Shin walked to the guard’s office and found the front door locked. He peeked through a window on the side of the building. His mother was on her knees cleaning the floor. As Shin watched,
the
bowijidowon
came into view. He approached Shin’s mother from behind and began to grope her. She offered no resistance. Both of them removed their clothes. Shin watched them have
sex.

He never asked his mother about what he saw, and he never mentioned it to his father.

That same year, students in Shin’s class at primary school were required to volunteer to help their parents at work. He joined his mother one morning to plant rice seedlings. She seemed
unwell and fell behind in her planting. Shortly before the lunch break, her slack pace caught the eye of a guard.

‘You bitch,’ he shouted at her.

‘Bitch’ was the standard form of address when camp guards spoke to female prisoners, while Shin and the other male prisoners were called sons of bitches.

‘How are you able to stuff your face when you can’t even plant rice?’ the guard asked.

She apologized, but the guard grew increasingly angry.

‘This bitch won’t do,’ he shouted.

As Shin stood beside his mother, the guard invented a punishment for her.

‘Go kneel on that ridge there and raise your arms. Stay in that position until I come back from lunch.’

Shin’s mother knelt on the ridge in the sun for an hour and a half, arms reaching for the sky. The boy stood nearby and watched. He did not know what to say to her so he said nothing.

When the guard returned, he ordered Shin’s mother back to work. Weak and hungry, she passed out in the middle of the afternoon. Shin ran to the guard, begging him for help. Other workers
dragged his mother to a shaded rest area, where she regained consciousness.

That evening, Shin went with his mother to an ‘ideological struggle’ meeting, a compulsory gathering for self-criticism. Shin’s mother again fell to her knees at the meeting as
forty of her fellow farm workers followed the
bowijidowon
’s lead and berated her for failing to fill her work quota.

On summer nights, Shin and some of the other small boys in his village would sneak into the orchard just north of the cluster of concrete dwellings where they lived. They
picked unripe pears and cucumbers and ate them as quickly as they could. When they were caught, guards would beat them with batons and ban them from lunch at school for several days.

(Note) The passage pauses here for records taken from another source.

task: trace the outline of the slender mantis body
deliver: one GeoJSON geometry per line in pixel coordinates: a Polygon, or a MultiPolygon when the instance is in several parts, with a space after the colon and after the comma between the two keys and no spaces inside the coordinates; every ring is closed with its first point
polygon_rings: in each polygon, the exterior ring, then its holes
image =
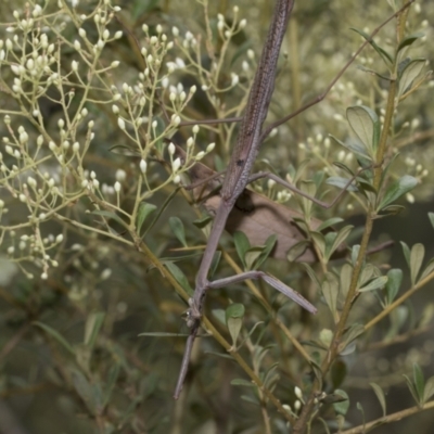
{"type": "Polygon", "coordinates": [[[190,328],[190,335],[188,337],[181,371],[174,395],[175,398],[179,397],[182,390],[191,349],[197,334],[205,295],[208,289],[221,288],[229,283],[235,283],[246,279],[263,279],[278,291],[281,291],[283,294],[298,303],[308,311],[317,311],[317,309],[298,293],[263,271],[248,271],[232,278],[220,279],[215,282],[209,282],[207,278],[229,213],[239,195],[243,192],[245,186],[251,182],[251,170],[263,140],[261,127],[267,116],[268,106],[275,87],[280,47],[282,44],[293,4],[294,0],[278,0],[276,4],[272,24],[268,31],[265,48],[248,95],[245,108],[246,116],[244,116],[241,123],[237,144],[222,183],[221,202],[217,209],[213,230],[199,268],[194,295],[193,298],[189,299],[190,308],[187,314],[187,324],[190,328]]]}
{"type": "MultiPolygon", "coordinates": [[[[265,130],[263,130],[263,123],[268,113],[268,106],[270,104],[273,87],[275,87],[275,78],[277,71],[277,62],[280,52],[280,48],[282,44],[283,36],[286,30],[288,21],[294,5],[295,0],[277,0],[275,13],[272,16],[271,25],[268,30],[267,39],[265,42],[265,47],[263,49],[263,54],[257,67],[257,72],[250,91],[247,105],[245,108],[245,115],[242,118],[240,132],[238,136],[237,144],[234,146],[233,153],[231,155],[230,163],[228,165],[228,169],[226,171],[226,177],[221,187],[221,201],[217,208],[214,225],[212,228],[212,232],[209,234],[206,248],[204,255],[202,257],[201,266],[196,276],[196,284],[193,297],[189,299],[190,308],[187,311],[187,324],[190,328],[190,334],[187,340],[187,346],[184,350],[184,355],[182,358],[182,365],[177,382],[177,386],[175,390],[174,398],[177,399],[181,393],[182,385],[187,375],[188,366],[190,361],[190,355],[193,347],[194,340],[197,335],[197,331],[201,323],[201,316],[203,311],[205,295],[208,289],[217,289],[222,288],[231,283],[238,283],[247,279],[261,279],[276,290],[280,291],[289,298],[293,299],[302,307],[304,307],[309,312],[315,314],[317,309],[312,306],[308,301],[306,301],[301,294],[286,286],[283,282],[279,281],[275,277],[267,275],[264,271],[247,271],[233,277],[219,279],[210,282],[207,278],[208,271],[214,258],[214,255],[217,251],[220,235],[225,229],[228,216],[234,206],[237,199],[243,192],[244,188],[247,183],[264,178],[268,176],[275,181],[281,183],[282,186],[305,195],[298,189],[294,188],[294,186],[281,180],[280,178],[273,176],[272,174],[264,174],[259,173],[256,175],[251,175],[252,167],[255,163],[256,156],[259,151],[260,143],[263,140],[269,135],[272,128],[285,123],[292,117],[296,116],[304,110],[319,103],[324,99],[333,85],[340,79],[343,73],[347,69],[347,67],[353,63],[356,56],[360,53],[360,51],[370,43],[370,40],[367,40],[365,43],[360,46],[360,48],[355,52],[355,54],[350,58],[350,60],[344,65],[341,72],[336,75],[336,77],[332,80],[332,82],[328,86],[324,92],[317,97],[315,100],[304,105],[296,112],[291,115],[283,117],[282,119],[273,123],[265,130]]],[[[388,23],[393,17],[397,16],[404,9],[408,8],[409,4],[413,0],[407,2],[399,11],[393,14],[388,20],[386,20],[383,24],[376,27],[370,38],[372,38],[386,23],[388,23]]],[[[225,120],[221,120],[225,122],[225,120]]],[[[214,123],[214,122],[213,122],[214,123]]],[[[189,123],[187,123],[189,124],[189,123]]],[[[358,175],[358,174],[357,174],[358,175]]],[[[322,207],[329,208],[333,206],[340,197],[344,194],[346,189],[352,184],[352,182],[357,177],[354,176],[347,184],[343,188],[341,193],[330,203],[327,204],[321,202],[315,197],[309,197],[312,202],[319,204],[322,207]]]]}

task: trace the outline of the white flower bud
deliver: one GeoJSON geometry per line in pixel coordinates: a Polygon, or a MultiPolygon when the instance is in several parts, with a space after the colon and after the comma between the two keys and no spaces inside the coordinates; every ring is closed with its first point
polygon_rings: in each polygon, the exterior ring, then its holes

Guards, though, did not care if Shin and his friends ate rats, frogs, snakes and insects. They were intermittently abundant in the sprawling camp, which used few pesticides, relied on human
waste as fertilizer, and supplied no water for cleaning privies or taking baths.

Eating rats not only filled empty stomachs, it was essential to survival. Their flesh could help prevent pellagra, a sometimes fatal disease that was rampant in the camp, especially in the
winter. Prisoners with pellagra, the result of a lack of protein and niacin in their diets, suffered weakness, skin lesions, diarrhoea and dementia. It was a frequent cause of death.

Catching and roasting rats became a passion for Shin. He caught them in his house, in the fields and in the privy. He would meet his friends in the evening at his primary school, where there was
a coal grill to roast them. Shin peeled away their skin, scraped away their innards, salted what was left and chewed the rest – flesh, bones and tiny feet.